Actually, there is a logical explanation. Shin Bet agents are the only part of the establishment which comes into real, direct, daily contact with the Palestinian reality. They interrogate Palestinian suspects, torture them, try to turn them into informers. They collect information, penetrate the most remote parts of Palestinian society. They know more about the Palestinians than anybody else in Israel (and perhaps in Palestine, too).
The intelligent among them (intelligence officers can indeed be intelligent, and often are) also think about what they become aware of. They come to conclusions that evade many politicians: that we are faced with a Palestinian nation, that this nation will not disappear, that the Palestinians want a state of their own, that the only solution to the conflict is a Palestinian state next to Israel.

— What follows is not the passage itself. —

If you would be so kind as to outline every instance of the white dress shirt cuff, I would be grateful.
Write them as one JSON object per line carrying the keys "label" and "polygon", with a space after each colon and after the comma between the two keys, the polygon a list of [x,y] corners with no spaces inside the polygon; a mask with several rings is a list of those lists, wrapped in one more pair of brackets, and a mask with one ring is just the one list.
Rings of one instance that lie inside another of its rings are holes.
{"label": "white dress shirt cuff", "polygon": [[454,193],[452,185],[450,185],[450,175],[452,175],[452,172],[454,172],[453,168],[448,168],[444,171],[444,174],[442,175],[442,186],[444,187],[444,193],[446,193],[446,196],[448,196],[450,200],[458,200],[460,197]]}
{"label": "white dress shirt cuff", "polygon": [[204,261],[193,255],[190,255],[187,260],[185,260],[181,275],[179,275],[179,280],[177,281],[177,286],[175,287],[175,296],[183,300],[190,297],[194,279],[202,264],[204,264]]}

And so we see a strange phenomenon: upon leaving the service, the Shin Bet chiefs, one after another, become outspoken advocates of the "two-state solution."
The same is happening to the chiefs of the Mossad, Israel's external intelligence service.
Their main job its to fight against the Arabs in general, and the Palestinians in particular. Yet the moment they leave the service, they become advocates of the two-state solution, in direct contradiction to the policy of the Prime Minister and his government.
ALL PERSONNEL of the two secret services are, well -- secret. All except the chiefs.
(This is my achievement. When I was a member of the Knesset, I submitted a bill which stipulated that the name of the service chiefs be made public. The bill was rejected, of course, like all my proposals, but soon after the Prime Minister decreed that the names of the chiefs be indeed made public.)
Some time ago, Israeli TV showed a documentary called "The Doorkeepers," in which all the living ex-chiefs of the Shin-Bet and the Mossad were asked about the solutions to the conflict.
All of them, with different levels of intensity, advocated peace based on the "two-state solution." They expressed their opinion that there will be no peace unless the Palestinians achieve a national state of their own.
At the time, Tamir Pardo was the chief of the Mossad and could not express opinions. But since early 2016, he is again a private person. This week he opened his mouth in public for the first time.
As his name suggests, Pardo is a Sephardic Jew, born 63 years ago in Jerusalem. His family came from Turkey, where many Jews found refuge after the expulsion from Spain 525 years ago. So he does not belong to the "Ashkenazi elite" which is so detested by the "Oriental" part of Jewish-Israeli society.